Open Britain added that even the Government’s own website still states that the single market is “key to Europe’s place in the global economy” and that “it can drive growth and jobs.”
It goes on to say the Government is “aiming to make the single market more productive, better for small business, and fit for a digital age, so that businesses can operate cross-border in the same way they do at home.”
The Treasury website also lists the ‘European Single Market’ as its number one policy priority.
Former Conservative Health Secretary during John Major’s premiership, Stephen Dorrell said: “This research demonstrates that senior members of this Government know full well that our membership of the single market represents an essential national interest.
“They could of course have changed their mind. They might have been persuaded that Margaret Thatcher was wrong to support its creation and Tony Benn was right to oppose it.
“If so let them explain what has led them to change their mind. It is not good enough to refer to the referendum.
“If they believe, and this research shows that they do, that leaving the single market damages our national interests, they have a democratic duty to say so – and to vote accordingly.
“To do otherwise is to dodge the bullet – and blame the voters.
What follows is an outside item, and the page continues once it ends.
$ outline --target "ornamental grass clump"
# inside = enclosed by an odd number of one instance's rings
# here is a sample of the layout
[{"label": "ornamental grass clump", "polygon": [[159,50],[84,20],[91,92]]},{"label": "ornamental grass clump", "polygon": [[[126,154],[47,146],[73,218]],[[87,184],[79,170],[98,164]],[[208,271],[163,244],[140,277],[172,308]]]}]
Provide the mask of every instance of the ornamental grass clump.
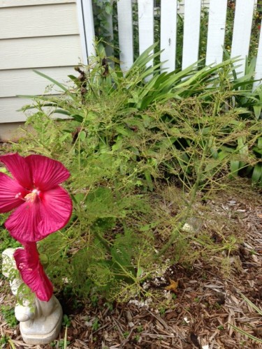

If Britain leaves the Single Market, our public services will be worse funded and our living standards will be lower – in plain English we shall all be poorer.”
The Brexiteer front benchers who backed the single market
The Foreign Secretary, who this week set out his four red lines on Brexit in an interview with The Sun in what is widely seen as a leadership pitch, has previously said “what most people in this country want is the single market”, and he would personally vote to remain a member of it.
He told the BBC Andrew Marr Show in 2012: ″We would like a new relationship. And it’s very simple - what most people in this country want is the single market, the common market.”
Johnson also told Sky News in 2013: “I’d vote to stay in the single market. I’m in favour of the single market ... I want us to trade freely with our European friends and partners.”
Back in 1995, the Brexit Secretary called the single market “one of our country’s greatest successes” in Parliament, and has previously described the European Economic Area (EEA) option as “too good” in a speech 2016.
In 2012 he said his preference would be “that we should remain in the Customs Union”, because it would mean “our manufacturers would not face complex and punitive “rules of origin” tariffs.
Theresa May’s International Trade Secretary has said the single market was “important then, but is doubly important now” in Parliament back in 1993 and said in 2005, also in Westminster, Fox said that progress of the single market “has been a step in the right direction”.
On November 24, 1993, he told MPs: “After the successful summit in Brussels in 1988, my noble Friend Baroness Thatcher said: ‘The creation of the single European market by 1992 is regarded by the British Government as the most important objective of the European Community.’
“It was important then, but it is doubly important now. Conservative members believe in the single market because we believe profoundly in the importance of free trade and we want Europe to be at the centre of a free-trading world. We believe in the power, supremacy and wisdom of the free market and that commerce—not politics—is the greatest unifying force available.”
In 2005, he said: “The progress of the single market, albeit at much too slow a pace, has been a step in the right direction.”
The Leader of the House of Commons told MPs in 2011: “I am a big fan of an expanded single market because I genuinely believe that it is in the interests of all EU member states.”
And in 2012, she said: “The UK has been enormously successful in achieving its strategic aims of enlargement and deepening of the single market.”
Michael Gove, Priti Patel and Chris Grayling
The three all voted for a Government motion in January 2014 that states it is “the Government’s view that measures which promote growth and jobs in the EU, including measures towards completing the Single Market, are the top priority.”